The story of Beren and Luthien holds the key to why the Silmarillion should not be neglected, but read alongside the epic of the ring.

Beren is a mortal man. One day walking in the woods in the evening time he sees Luthien, an elf, dancing “upon the unfaded grass.” He falls in love, and she with him. But there is trouble ahead – her Father, the elf-king, who cannot bear to see her with a mortal man, tells Beren that he can only win her hand if he brings him a Silmaril, a precious jewel made by the elvish master craftsman Feanor, which has been stolen by the evil Morgoth, who has Sauron (remember him? Turns into an enormous eye) as a servant.

Beren and Luthien recover the jewel but at great cost, dying in the attempt. Aragorn takes up the story in The Fellowship of The Ring: “It is sung that they met again beyond the Sundering Seas, and after a brief time walking alive once more in the green woods, together they passed, long ago, beyond the confines of this world.”

Aragorn is mortal but he too loves an elf, Arwen. And he too is set a task by her Father who decrees that only the King of Gondor can marry her, the kingdom to which he is heir. His many tasks and efforts culminate in his ascent to the throne after Sauron is defeated at the last when the ring is destroyed.

In the great epic of Roman civilization, Virgil’s Aeneid, there is constantly a kind of double vision at work – when Aeneas grasps the golden bough that unlocks the underworld, you feel history folding around his hand. In a moment, he opens the way to the founding of Rome and to the future of an Empire.

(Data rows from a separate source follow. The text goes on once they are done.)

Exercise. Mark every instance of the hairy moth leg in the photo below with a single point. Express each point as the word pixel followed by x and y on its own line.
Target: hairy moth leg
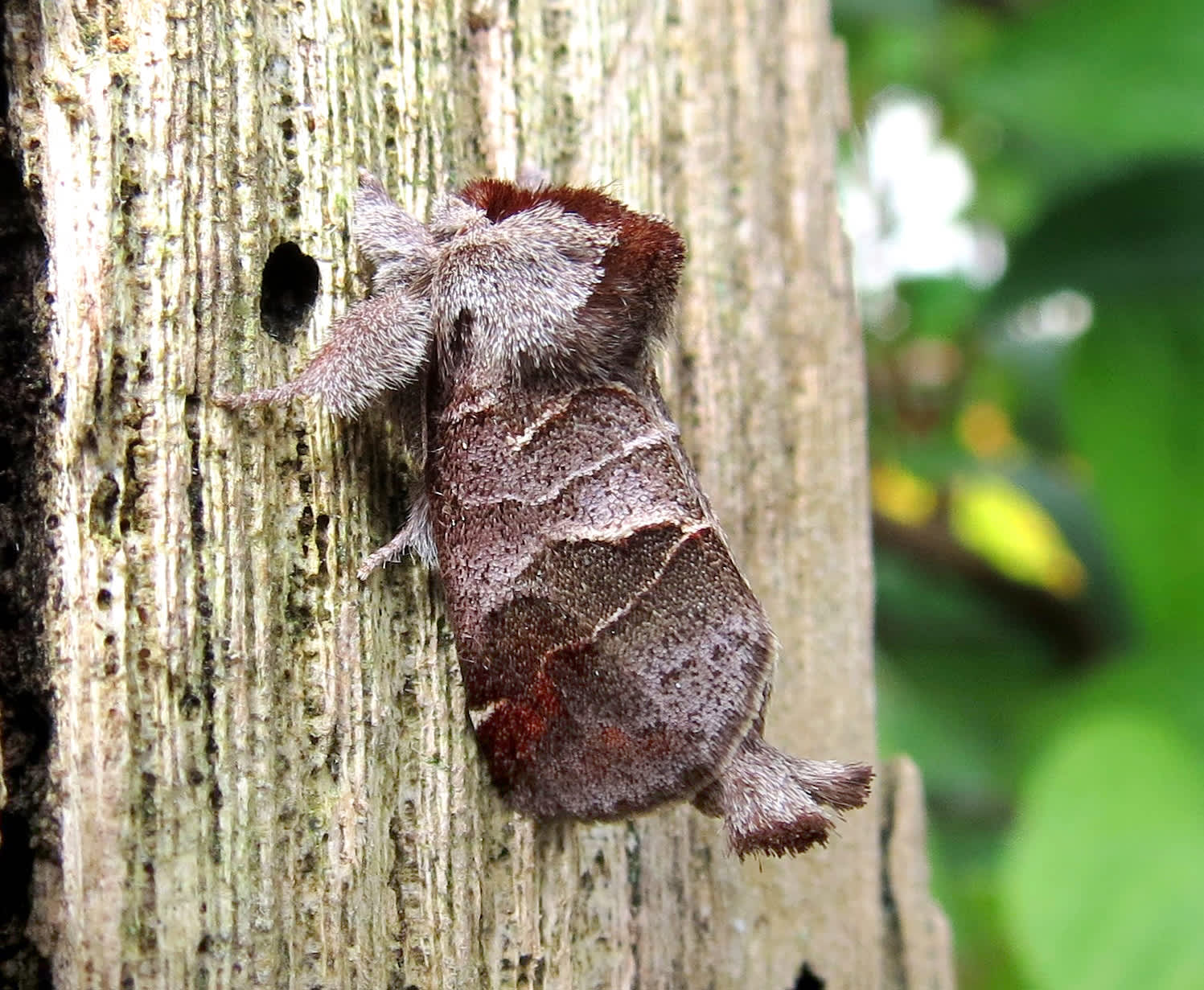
pixel 416 536
pixel 773 803
pixel 380 345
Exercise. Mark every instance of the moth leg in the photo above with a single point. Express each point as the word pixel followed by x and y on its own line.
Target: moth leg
pixel 380 345
pixel 772 803
pixel 416 536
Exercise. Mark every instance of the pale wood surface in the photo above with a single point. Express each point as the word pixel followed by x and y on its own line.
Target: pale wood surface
pixel 263 774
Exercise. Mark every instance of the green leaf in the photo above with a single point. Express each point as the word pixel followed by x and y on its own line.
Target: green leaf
pixel 1104 881
pixel 1107 79
pixel 1140 232
pixel 1134 411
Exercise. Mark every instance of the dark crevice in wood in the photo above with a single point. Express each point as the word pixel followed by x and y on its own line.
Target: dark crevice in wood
pixel 26 726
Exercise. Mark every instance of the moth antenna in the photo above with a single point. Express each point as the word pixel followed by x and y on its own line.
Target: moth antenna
pixel 772 803
pixel 380 345
pixel 400 247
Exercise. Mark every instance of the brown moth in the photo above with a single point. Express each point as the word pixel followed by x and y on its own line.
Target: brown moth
pixel 613 656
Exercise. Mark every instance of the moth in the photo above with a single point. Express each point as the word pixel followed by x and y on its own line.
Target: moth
pixel 613 655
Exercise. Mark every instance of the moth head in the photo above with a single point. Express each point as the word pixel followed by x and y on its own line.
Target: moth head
pixel 552 281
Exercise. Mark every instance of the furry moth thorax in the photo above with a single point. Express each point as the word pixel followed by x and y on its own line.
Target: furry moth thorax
pixel 613 655
pixel 528 282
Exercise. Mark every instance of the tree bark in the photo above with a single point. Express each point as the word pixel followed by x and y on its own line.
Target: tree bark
pixel 230 764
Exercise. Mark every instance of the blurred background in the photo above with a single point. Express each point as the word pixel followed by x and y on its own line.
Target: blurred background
pixel 1025 193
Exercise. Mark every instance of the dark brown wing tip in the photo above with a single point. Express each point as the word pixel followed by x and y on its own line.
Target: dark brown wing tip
pixel 782 839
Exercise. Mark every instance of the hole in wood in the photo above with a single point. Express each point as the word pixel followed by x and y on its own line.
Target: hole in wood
pixel 288 290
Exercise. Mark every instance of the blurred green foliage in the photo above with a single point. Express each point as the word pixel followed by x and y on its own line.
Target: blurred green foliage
pixel 1061 735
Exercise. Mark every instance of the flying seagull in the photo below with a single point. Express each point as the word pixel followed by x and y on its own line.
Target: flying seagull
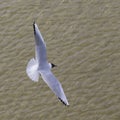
pixel 40 66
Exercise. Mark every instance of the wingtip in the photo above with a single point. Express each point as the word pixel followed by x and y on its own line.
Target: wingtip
pixel 66 104
pixel 34 26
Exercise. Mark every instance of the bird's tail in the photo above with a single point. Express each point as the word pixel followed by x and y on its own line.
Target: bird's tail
pixel 32 70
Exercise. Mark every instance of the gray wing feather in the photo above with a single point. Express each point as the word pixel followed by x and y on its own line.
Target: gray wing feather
pixel 40 47
pixel 54 85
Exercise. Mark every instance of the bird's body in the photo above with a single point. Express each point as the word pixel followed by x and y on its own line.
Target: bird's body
pixel 40 66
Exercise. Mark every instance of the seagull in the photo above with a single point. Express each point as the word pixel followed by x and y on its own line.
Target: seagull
pixel 39 66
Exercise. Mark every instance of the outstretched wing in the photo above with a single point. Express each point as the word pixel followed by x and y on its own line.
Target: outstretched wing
pixel 40 47
pixel 54 85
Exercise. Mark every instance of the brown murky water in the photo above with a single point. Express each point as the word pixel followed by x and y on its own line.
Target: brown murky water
pixel 83 39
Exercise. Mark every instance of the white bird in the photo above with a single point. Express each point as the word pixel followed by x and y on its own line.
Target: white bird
pixel 40 66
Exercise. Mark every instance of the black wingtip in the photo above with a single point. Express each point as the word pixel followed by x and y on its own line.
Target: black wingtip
pixel 62 101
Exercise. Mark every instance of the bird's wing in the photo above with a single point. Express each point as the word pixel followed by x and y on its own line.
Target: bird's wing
pixel 54 85
pixel 40 46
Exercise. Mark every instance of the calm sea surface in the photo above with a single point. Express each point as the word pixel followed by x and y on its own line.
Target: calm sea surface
pixel 83 39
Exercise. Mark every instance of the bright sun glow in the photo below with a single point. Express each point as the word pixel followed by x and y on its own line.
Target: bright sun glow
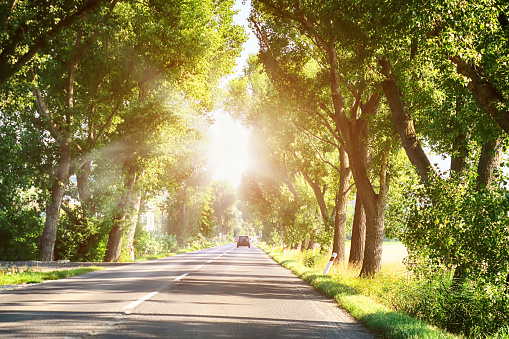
pixel 229 156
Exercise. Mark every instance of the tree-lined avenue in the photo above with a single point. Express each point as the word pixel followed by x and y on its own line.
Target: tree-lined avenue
pixel 224 291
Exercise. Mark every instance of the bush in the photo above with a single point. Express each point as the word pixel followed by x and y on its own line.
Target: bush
pixel 150 242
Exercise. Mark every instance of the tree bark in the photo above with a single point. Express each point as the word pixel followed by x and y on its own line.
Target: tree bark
pixel 372 261
pixel 404 123
pixel 82 182
pixel 125 205
pixel 358 234
pixel 491 156
pixel 458 162
pixel 319 195
pixel 49 234
pixel 338 245
pixel 486 94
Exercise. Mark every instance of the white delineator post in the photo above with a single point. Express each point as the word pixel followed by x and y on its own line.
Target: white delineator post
pixel 329 264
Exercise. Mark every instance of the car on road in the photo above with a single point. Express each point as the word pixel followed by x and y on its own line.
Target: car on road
pixel 243 240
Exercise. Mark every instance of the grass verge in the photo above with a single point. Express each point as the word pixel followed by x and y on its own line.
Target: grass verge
pixel 178 251
pixel 30 277
pixel 381 319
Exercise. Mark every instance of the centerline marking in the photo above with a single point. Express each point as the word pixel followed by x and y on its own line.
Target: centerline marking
pixel 128 308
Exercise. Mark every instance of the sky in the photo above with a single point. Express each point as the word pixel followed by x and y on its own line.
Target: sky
pixel 230 155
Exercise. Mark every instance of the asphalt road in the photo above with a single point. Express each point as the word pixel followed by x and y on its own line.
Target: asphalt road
pixel 221 292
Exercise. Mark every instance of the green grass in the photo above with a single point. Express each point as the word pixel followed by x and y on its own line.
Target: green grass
pixel 363 298
pixel 178 251
pixel 29 277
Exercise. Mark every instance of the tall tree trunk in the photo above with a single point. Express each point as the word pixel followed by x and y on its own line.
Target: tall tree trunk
pixel 49 235
pixel 358 234
pixel 458 161
pixel 404 123
pixel 488 96
pixel 491 156
pixel 82 182
pixel 114 247
pixel 319 195
pixel 131 226
pixel 338 245
pixel 375 205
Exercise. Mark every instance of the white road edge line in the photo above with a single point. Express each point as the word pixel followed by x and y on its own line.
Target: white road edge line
pixel 139 301
pixel 180 277
pixel 132 305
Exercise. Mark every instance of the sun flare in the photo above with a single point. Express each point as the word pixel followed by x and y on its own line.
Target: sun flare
pixel 229 148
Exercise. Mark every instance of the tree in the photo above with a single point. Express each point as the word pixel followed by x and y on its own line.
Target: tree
pixel 224 200
pixel 91 103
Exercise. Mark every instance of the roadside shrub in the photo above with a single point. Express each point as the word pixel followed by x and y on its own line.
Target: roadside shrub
pixel 150 242
pixel 311 258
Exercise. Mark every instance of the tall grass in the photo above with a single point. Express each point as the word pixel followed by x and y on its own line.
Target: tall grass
pixel 29 277
pixel 369 300
pixel 397 304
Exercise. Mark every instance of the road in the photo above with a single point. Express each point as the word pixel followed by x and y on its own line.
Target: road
pixel 221 292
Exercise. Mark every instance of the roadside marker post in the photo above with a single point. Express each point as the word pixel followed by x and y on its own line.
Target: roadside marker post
pixel 329 264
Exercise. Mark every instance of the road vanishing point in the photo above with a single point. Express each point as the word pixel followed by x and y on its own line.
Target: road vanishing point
pixel 220 292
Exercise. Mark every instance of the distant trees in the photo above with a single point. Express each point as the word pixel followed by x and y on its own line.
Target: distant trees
pixel 371 79
pixel 114 90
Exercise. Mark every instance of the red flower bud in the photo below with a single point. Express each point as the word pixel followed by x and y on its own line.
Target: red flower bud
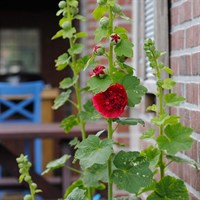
pixel 98 71
pixel 115 38
pixel 99 50
pixel 112 102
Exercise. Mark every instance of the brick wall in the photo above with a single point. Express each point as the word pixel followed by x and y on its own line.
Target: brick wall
pixel 185 61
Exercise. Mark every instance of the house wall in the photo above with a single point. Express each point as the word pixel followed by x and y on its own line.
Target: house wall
pixel 185 62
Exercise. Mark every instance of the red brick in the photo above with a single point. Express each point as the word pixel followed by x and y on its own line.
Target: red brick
pixel 192 93
pixel 196 64
pixel 174 15
pixel 192 36
pixel 196 10
pixel 185 11
pixel 177 40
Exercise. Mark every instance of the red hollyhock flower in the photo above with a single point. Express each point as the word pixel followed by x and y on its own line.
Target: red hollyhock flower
pixel 112 102
pixel 98 71
pixel 115 38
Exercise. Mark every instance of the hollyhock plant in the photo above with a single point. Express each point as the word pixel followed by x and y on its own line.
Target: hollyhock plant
pixel 98 71
pixel 112 102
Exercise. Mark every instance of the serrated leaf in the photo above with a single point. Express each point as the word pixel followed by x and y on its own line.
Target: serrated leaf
pixel 69 122
pixel 89 113
pixel 152 154
pixel 134 90
pixel 150 133
pixel 184 160
pixel 173 99
pixel 99 12
pixel 177 138
pixel 62 61
pixel 77 194
pixel 168 84
pixel 68 33
pixel 58 34
pixel 92 151
pixel 76 49
pixel 94 174
pixel 164 120
pixel 97 84
pixel 169 188
pixel 153 108
pixel 61 99
pixel 68 82
pixel 76 184
pixel 55 164
pixel 124 48
pixel 100 33
pixel 128 121
pixel 132 172
pixel 81 34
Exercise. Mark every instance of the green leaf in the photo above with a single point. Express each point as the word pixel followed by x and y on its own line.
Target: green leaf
pixel 81 34
pixel 76 184
pixel 153 108
pixel 168 84
pixel 94 174
pixel 184 160
pixel 173 99
pixel 93 151
pixel 100 33
pixel 164 120
pixel 76 49
pixel 69 33
pixel 55 164
pixel 177 138
pixel 128 121
pixel 99 12
pixel 62 61
pixel 89 113
pixel 77 194
pixel 69 122
pixel 150 133
pixel 97 84
pixel 132 172
pixel 169 188
pixel 124 48
pixel 134 90
pixel 58 34
pixel 152 154
pixel 61 99
pixel 68 82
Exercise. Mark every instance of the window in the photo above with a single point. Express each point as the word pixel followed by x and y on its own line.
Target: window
pixel 19 50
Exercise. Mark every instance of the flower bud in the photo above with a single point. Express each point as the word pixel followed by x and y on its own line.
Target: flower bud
pixel 104 21
pixel 66 25
pixel 115 39
pixel 117 8
pixel 101 2
pixel 98 71
pixel 62 4
pixel 99 50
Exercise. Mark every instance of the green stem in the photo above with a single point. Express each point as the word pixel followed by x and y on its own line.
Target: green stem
pixel 160 112
pixel 110 184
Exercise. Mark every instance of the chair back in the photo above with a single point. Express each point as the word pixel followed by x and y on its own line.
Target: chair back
pixel 20 102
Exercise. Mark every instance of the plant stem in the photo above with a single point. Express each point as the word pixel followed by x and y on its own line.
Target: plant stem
pixel 110 184
pixel 160 112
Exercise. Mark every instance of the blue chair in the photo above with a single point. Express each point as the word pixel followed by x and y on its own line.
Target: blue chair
pixel 20 103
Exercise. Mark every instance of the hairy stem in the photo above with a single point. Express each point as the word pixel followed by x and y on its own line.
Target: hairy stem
pixel 110 184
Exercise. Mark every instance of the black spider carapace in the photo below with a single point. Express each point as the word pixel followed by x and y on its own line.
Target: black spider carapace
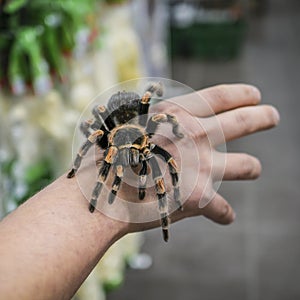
pixel 124 131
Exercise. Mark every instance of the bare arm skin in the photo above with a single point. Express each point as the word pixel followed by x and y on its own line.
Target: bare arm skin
pixel 49 245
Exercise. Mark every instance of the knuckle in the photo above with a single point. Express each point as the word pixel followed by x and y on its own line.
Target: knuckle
pixel 242 119
pixel 251 92
pixel 271 116
pixel 250 167
pixel 220 92
pixel 225 215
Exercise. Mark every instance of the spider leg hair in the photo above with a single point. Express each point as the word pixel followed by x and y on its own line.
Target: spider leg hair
pixel 143 179
pixel 110 157
pixel 161 197
pixel 92 138
pixel 101 114
pixel 154 88
pixel 173 170
pixel 116 184
pixel 156 119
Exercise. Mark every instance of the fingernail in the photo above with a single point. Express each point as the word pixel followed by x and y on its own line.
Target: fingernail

Tolkien too has the gift of this double vision and indeed his synthesis of the stories of Beren, Luthien, Aragorn and Arwen leaked into the experience of his own great love. He wrote of his love for Edith: “For ever (especially when alone) we still met in the woodland glade, and went hand in hand many times to escape the shadow of imminent death before our last parting.”